# small cockapoo??



## kat (Jun 23, 2012)

hi everyone
just measured bess (the best i could, she wunt stand still and my baby kept grabbing the tape measure) anyways she is ABOUT 11 inch from floor to to top of shoulder (its hard with all the fur in the way!!!) she weighed 3.9kg a week ago, she is 17 weeks tommorow, she seems small for a 4 month old dog to me but then again im unfamiliar with this type of dog (you dont see them often round where i live. has anyone elses pup been this kind of height and weight and what r they now. her mum is a show type cocker spaniel and father a miniture.


----------



## S.Claire (Sep 1, 2011)

I can't remember off the top off my head what Nacho was at 17 weeks but at 6 months (24weeks) he weighed about 6kg (i remember this because this was when he swallowed a golf ball and I remember the vet saying how could a 6kg dog do this?' - IT STUCK IN MY MIND! Nacho is 14 months old now and is 10kg. I don't think he will get any bigger now and has been about this size and weight since 11 months old. He's my perfect little bundle!

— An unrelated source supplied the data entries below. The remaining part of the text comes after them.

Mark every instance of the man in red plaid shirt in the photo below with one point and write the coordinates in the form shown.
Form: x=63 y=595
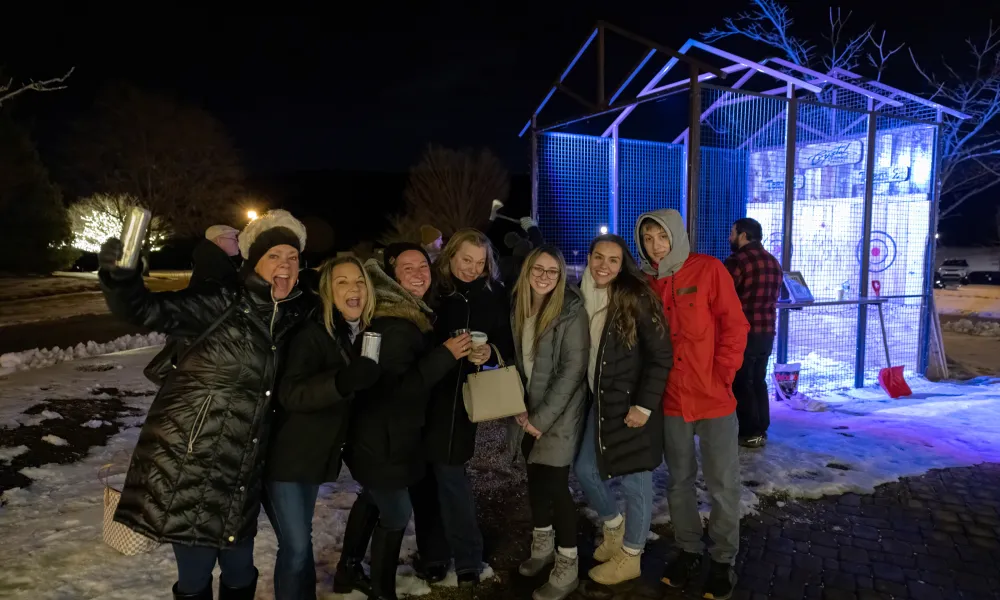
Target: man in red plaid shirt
x=758 y=278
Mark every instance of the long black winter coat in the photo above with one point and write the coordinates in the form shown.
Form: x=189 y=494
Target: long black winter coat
x=450 y=436
x=197 y=470
x=312 y=419
x=631 y=377
x=384 y=449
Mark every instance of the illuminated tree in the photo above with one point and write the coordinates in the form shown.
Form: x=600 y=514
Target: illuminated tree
x=450 y=190
x=174 y=159
x=101 y=216
x=970 y=158
x=9 y=89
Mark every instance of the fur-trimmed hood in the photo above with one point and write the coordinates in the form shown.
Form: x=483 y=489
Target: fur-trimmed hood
x=391 y=300
x=271 y=220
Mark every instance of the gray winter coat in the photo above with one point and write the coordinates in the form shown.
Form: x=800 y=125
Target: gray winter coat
x=557 y=393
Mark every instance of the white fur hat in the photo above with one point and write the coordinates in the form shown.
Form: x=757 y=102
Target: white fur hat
x=271 y=220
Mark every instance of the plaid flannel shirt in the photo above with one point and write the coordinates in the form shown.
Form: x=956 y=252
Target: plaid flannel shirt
x=758 y=278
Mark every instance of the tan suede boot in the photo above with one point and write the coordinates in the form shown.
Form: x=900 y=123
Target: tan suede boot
x=613 y=539
x=622 y=567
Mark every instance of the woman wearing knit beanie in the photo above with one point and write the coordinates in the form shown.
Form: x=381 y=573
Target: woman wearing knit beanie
x=195 y=477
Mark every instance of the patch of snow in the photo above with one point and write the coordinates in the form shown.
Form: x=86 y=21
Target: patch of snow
x=970 y=300
x=8 y=454
x=980 y=328
x=40 y=358
x=862 y=440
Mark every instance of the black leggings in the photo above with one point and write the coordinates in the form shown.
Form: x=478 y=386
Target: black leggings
x=550 y=499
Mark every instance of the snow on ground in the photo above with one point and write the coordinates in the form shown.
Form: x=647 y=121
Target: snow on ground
x=864 y=439
x=52 y=530
x=16 y=308
x=20 y=288
x=39 y=358
x=970 y=300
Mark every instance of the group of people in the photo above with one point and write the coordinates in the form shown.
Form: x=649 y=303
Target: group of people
x=270 y=394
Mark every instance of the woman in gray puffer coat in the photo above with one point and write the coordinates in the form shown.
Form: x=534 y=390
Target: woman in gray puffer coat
x=552 y=344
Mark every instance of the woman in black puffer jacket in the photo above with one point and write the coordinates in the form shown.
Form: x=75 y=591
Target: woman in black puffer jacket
x=630 y=359
x=324 y=374
x=196 y=474
x=384 y=450
x=467 y=294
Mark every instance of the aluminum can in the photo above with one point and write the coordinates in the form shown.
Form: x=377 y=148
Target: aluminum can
x=371 y=343
x=133 y=237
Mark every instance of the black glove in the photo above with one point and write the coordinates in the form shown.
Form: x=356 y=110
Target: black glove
x=107 y=260
x=359 y=375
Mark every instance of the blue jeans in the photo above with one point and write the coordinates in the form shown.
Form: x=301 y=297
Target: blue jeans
x=196 y=563
x=458 y=511
x=720 y=464
x=394 y=506
x=290 y=507
x=636 y=487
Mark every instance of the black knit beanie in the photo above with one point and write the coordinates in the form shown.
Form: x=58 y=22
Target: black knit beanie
x=392 y=252
x=276 y=236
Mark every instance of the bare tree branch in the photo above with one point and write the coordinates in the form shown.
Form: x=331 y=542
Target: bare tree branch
x=768 y=23
x=879 y=62
x=843 y=55
x=10 y=90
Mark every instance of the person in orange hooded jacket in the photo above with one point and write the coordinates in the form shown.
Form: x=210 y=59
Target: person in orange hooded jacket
x=709 y=332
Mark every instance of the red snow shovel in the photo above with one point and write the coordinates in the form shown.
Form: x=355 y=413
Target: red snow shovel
x=890 y=378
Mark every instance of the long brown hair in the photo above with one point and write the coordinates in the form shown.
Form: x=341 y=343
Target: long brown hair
x=627 y=293
x=551 y=306
x=326 y=291
x=442 y=266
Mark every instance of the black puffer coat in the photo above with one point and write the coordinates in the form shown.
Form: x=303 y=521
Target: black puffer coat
x=450 y=436
x=384 y=443
x=196 y=473
x=312 y=417
x=631 y=377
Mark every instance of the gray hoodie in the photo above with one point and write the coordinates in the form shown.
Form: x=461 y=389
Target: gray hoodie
x=670 y=220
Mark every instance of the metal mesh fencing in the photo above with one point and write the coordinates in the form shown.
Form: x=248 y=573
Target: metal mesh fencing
x=902 y=201
x=650 y=177
x=574 y=191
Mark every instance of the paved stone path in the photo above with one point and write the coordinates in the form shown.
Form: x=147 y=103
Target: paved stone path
x=927 y=538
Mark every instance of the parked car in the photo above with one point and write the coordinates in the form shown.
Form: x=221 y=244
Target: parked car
x=953 y=271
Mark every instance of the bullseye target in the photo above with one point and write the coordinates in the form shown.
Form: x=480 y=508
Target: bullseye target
x=882 y=254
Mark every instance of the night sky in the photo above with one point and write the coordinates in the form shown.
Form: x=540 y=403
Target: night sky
x=346 y=90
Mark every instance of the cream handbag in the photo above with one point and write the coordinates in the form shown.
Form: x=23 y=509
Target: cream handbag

Nacho's mum is a show cocker and his dad a miniature poodle. I would say he is a bit bigger than his dad now.


----------



## NatalieMoo (Aug 21, 2012)

Hi kate, I have a 3month old cockapoo puppy (cocker spaniel X miniture) and she is 4.50kg but she is quite tall, im also unsure of how much they should weigh at their age. What brand food are you feeding her and how much?


----------



## Janev1000 (Oct 4, 2011)

She doesn't sound unusually small to me. They say as a general rule that a puppy has reached about 60% of its adult height at 4 months, so if that is true, then she would be around 14"-15" full grown which seems to be the average for a cockapoo. Honey is approx 9.5" tall at 11 weeks. x


----------



## BenandGen (Jul 3, 2012)

Buzby is 4 months and a few days old and he weighs 3.8kg and he is only just over 8inches tall so we are really hoping hes going to grow taller. His mum is quite a
Big working cocker and his dad is a minature poodle. we are hoping for a growth spurt?


----------



## kat (Jun 23, 2012)

I feed her hills science plan. Its the only food that agrees with her tummy. I feed her 3 times a day. She just seems small to me thats all but her paws are huge ! I have been looking at photos of others of a simular age and they look lots bigger. Thanks guys for ur replys x


----------



## Skyesdog (Jun 7, 2012)

Hi, Lola is nearly 5 months and about 13" / 6.5 kg but in this last month she has really grown, everyone keeps commenting on it! Her brother is noticeably taller and much heavier when you pick him up (my nephew's pup!) and I think this generally holds true for the boys. There seems to be quite a range of sizes even within show/mini category. I am the opposite of you, I am hoping Lola doesn't grow to be too big!


----------



## loobylou (Nov 20, 2011)

Hi 
Charlie was that weight as well at that age, hes now 9 months and weighs just over 6 kgs and about 13 inches. He is american though so i am expecting him to be smaller.


----------



## benson (Apr 18, 2012)

Benson was well over 7kg at 13 weeks, we met a 4yr old cockapoo at the beach and he towered over her you would have thought that she was the puppy, he is certainly a big lad, at puppy class last night the only puppy bigger than him was a german shepherd pup!!


----------



## wilfiboy (Sep 18, 2010)

http://ilovemycockapoo.com/showthread.php?t=3021&highlight=Measuring

I feel a need for grocery cans to come out again , often without a reference you can't tell in a picture how big someones dog is xx


----------



## Janev1000 (Oct 4, 2011)

wilfiboy said:


> http://ilovemycockapoo.com/showthread.php?t=3021&highlight=Measuring
> 
> I feel a need for grocery cans to come out again , often without a reference you can't tell in a picture how big someones dog is xx


Definitely! I keep planning on getting out the cans for Honey! x


----------



## Kody&Beau (Aug 18, 2012)

That sounds good I'll get the tins out over the weekend and measure Kody seen this done on another forum for adult dogs but will be really good for all of us with our new pups to compare sizes. Just weighed Kody again today and he's now 5kg he is 12 wks & 4 days. X


----------



## Dextersmum (Feb 9, 2012)

Darwin is 17 weeks old tomorrow and he measures about 13 inches to the top of the shoulder. I'm not sure how much he weighs.


----------



## RuthMill (Jun 30, 2012)

My little Lola bear is 5kg at 20 weeks and about 9-10 inches. Long legs.


----------